I wrote a piece discussing the work of the late Robin Wood, who was an influential film theorist. His politics went from right to left as he got older, but his work is essential to the understanding of not only aspects film, but also aspects of the left. See part of my post from Big Hollywood below:
Anyone who has formally studied film certainly knows Robin Wood, who was a pioneer of the academic study of film as we know it. One of his most famous essays, “Ideology, Genre, Auteur,” is one of the most important and influential essays in modern film theory. In it, Wood provides a bridge between auteur theory (director is author of film and drives its content) and genre theory (genre characteristics drive film’s content) in a way that doesn’t try to disprove the other (which many theorists tried to do). Wood lays out a good approach to both theories:
“One of the greatest obstacles to any fruitful genre is to treat the genres as discrete. An ideological approach might suggest why they can’t be, however hard they may appear to try: at best, they represent different strategies for dealing with the same ideological tensions.”
He provided a deep understanding for each school of thought and put them together in a way that continues to help students of the discipline over thirty years later. A good overview of his life and work can be read in this recent New York Times post.
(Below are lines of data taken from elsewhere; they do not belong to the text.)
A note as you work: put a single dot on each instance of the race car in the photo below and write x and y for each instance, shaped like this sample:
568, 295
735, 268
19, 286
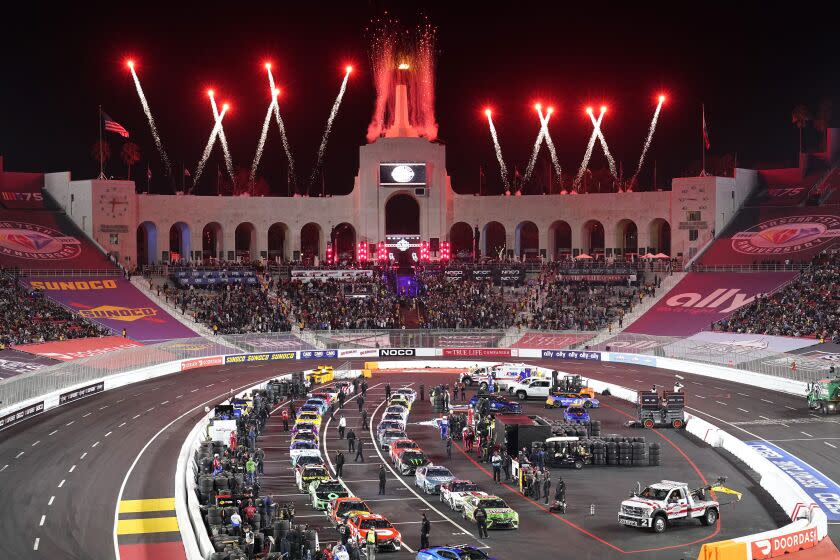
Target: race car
498, 404
301, 427
408, 460
308, 416
398, 409
562, 400
454, 493
387, 536
399, 400
303, 448
576, 413
303, 436
389, 436
499, 514
315, 405
307, 474
409, 394
401, 444
321, 374
323, 492
452, 552
430, 478
341, 508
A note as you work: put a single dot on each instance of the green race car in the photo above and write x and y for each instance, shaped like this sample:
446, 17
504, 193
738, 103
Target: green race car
499, 514
323, 492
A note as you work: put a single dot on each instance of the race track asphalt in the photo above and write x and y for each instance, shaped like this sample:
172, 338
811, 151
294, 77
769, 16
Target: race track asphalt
62, 471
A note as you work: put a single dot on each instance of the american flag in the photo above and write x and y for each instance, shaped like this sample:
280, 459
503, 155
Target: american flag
113, 126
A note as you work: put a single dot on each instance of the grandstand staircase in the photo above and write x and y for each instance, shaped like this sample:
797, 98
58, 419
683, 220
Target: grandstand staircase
668, 282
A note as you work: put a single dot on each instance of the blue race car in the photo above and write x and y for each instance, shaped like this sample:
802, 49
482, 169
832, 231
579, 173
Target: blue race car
431, 477
458, 551
562, 400
498, 405
576, 413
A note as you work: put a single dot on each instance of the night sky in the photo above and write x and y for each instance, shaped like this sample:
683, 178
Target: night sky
749, 63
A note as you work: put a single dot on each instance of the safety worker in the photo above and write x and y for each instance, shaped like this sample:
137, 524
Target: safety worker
425, 529
481, 522
382, 479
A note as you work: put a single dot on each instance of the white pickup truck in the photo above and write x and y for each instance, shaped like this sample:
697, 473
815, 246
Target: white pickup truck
660, 504
531, 388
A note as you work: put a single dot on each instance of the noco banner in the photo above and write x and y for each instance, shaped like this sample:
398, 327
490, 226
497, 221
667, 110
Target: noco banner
477, 352
264, 357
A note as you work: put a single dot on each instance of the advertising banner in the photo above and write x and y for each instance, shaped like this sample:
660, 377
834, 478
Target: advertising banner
116, 304
71, 396
478, 352
318, 354
317, 274
202, 362
571, 355
68, 350
22, 414
701, 298
549, 340
824, 491
255, 358
13, 362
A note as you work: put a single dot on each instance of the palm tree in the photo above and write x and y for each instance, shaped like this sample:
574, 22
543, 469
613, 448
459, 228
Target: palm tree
800, 118
130, 155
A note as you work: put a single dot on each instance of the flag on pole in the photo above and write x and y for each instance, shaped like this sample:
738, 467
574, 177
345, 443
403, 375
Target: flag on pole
113, 126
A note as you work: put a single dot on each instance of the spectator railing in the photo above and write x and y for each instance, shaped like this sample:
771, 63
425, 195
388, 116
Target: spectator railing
76, 373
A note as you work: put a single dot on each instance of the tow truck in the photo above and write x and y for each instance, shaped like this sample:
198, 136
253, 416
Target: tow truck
824, 395
660, 504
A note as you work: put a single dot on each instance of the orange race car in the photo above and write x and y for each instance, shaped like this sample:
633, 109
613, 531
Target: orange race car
387, 536
341, 508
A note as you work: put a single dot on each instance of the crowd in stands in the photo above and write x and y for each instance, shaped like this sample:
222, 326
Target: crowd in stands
466, 303
26, 316
808, 306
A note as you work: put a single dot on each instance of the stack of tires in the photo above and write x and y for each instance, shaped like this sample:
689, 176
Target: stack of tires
653, 455
640, 454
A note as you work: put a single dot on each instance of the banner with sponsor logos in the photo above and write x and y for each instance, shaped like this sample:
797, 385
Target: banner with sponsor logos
776, 234
77, 394
701, 298
21, 190
46, 240
549, 340
68, 350
20, 415
478, 352
13, 362
256, 358
116, 304
318, 274
318, 354
571, 355
824, 491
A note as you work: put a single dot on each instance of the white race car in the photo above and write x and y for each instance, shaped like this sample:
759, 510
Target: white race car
453, 493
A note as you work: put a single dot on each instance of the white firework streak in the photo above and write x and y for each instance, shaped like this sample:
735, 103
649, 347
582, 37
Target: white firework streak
323, 147
498, 148
647, 141
588, 154
537, 143
607, 153
283, 137
222, 139
148, 111
549, 142
210, 141
261, 143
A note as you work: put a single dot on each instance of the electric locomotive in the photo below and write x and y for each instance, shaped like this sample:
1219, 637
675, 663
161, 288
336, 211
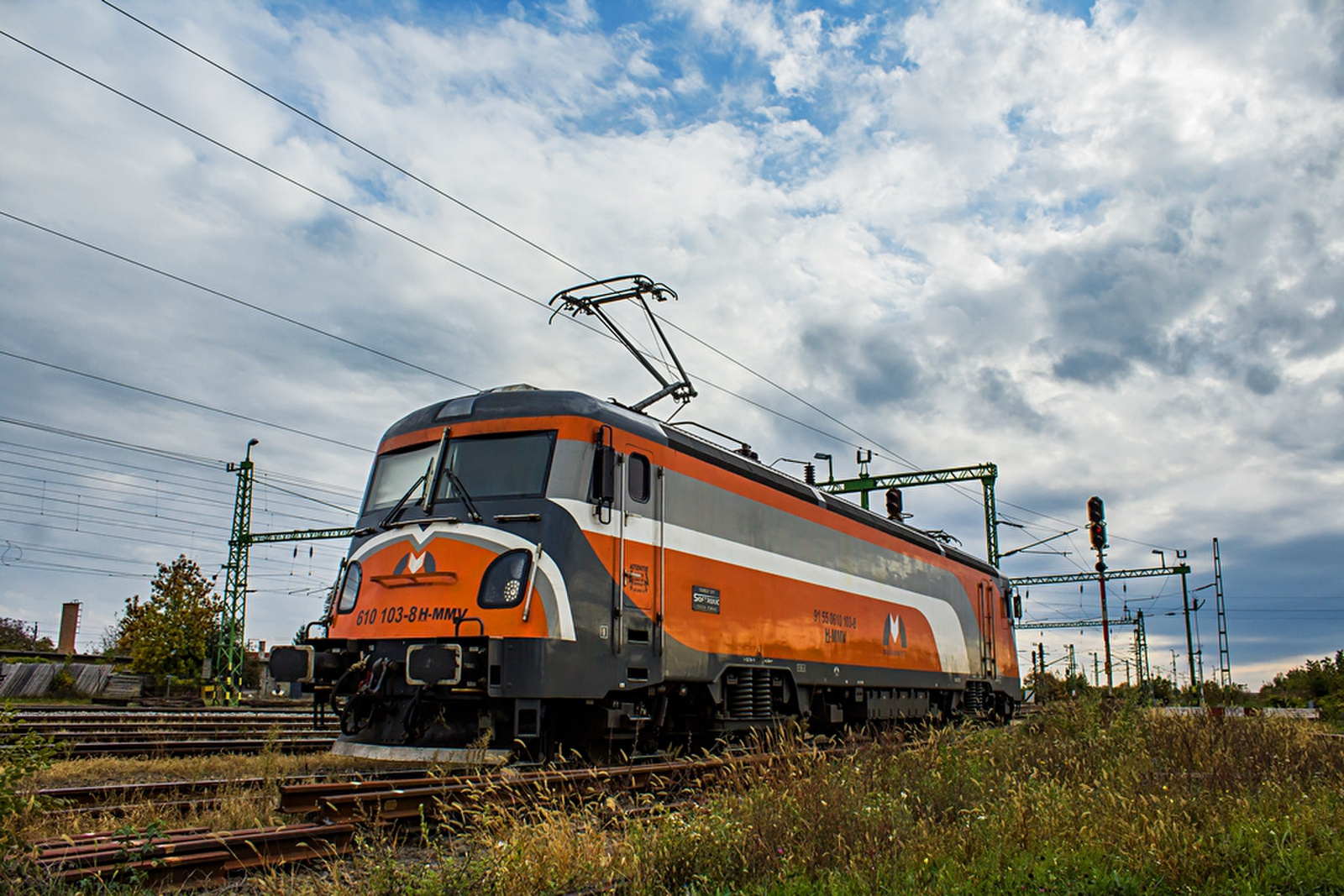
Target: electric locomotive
542, 570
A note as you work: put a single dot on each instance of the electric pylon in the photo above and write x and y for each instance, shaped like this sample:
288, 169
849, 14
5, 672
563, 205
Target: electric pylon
233, 647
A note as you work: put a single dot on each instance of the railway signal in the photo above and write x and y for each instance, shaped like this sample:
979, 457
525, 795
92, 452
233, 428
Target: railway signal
1097, 535
1097, 523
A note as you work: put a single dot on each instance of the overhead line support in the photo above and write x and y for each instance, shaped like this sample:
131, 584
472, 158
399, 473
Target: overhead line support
232, 649
985, 473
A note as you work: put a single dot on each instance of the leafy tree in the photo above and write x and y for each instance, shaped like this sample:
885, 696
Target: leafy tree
15, 636
170, 633
1320, 681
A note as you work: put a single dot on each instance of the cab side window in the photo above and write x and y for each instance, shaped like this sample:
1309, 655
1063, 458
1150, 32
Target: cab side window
638, 477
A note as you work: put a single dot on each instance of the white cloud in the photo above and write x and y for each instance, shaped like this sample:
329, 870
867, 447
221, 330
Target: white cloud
1105, 257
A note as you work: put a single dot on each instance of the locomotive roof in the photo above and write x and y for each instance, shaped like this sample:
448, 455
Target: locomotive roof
523, 401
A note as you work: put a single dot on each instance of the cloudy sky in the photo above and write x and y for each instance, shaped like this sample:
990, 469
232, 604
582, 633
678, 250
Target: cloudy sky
1099, 244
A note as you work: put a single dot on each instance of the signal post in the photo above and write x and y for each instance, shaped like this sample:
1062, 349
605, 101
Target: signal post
1097, 535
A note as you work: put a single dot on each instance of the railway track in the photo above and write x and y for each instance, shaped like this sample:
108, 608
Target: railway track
333, 812
192, 856
98, 731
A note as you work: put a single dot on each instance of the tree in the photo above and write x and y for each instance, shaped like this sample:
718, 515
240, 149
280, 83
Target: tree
1320, 681
170, 633
15, 636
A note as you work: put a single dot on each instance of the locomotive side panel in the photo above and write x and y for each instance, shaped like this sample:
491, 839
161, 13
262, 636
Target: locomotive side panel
649, 609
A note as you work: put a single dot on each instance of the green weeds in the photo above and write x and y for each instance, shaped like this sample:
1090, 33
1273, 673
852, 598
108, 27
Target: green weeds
1089, 797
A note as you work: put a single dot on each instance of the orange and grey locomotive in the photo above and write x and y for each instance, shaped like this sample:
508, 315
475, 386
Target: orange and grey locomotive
539, 570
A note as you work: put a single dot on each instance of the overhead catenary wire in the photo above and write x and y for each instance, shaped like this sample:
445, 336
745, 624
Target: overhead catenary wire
187, 402
494, 222
378, 223
255, 307
481, 275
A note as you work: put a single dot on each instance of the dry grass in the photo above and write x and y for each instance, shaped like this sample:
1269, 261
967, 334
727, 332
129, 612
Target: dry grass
1086, 799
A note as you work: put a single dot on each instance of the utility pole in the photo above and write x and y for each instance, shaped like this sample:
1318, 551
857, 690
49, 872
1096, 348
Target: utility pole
1097, 535
1146, 671
1189, 636
985, 473
232, 649
1225, 663
1042, 647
Wood’s views over the years have varied, but those who have read his work know that even if we disagree with him we dare not ignore him. Wood has a sort of realism about himself, and his views. As he aged, he came out as a homosexual and his politics turned sharply to the radical left. However, he remained realistic in acknowledging that any kind of socialist world revolution was out of the question even though his colleagues refused to see it that way. Even if we disagree with his politics, we can respect that he admitted his complete shift in his life’s focus to be “single-mindedly concerned with sexual politics.” On some levels, he allowed his early work on film to be appreciated as it is.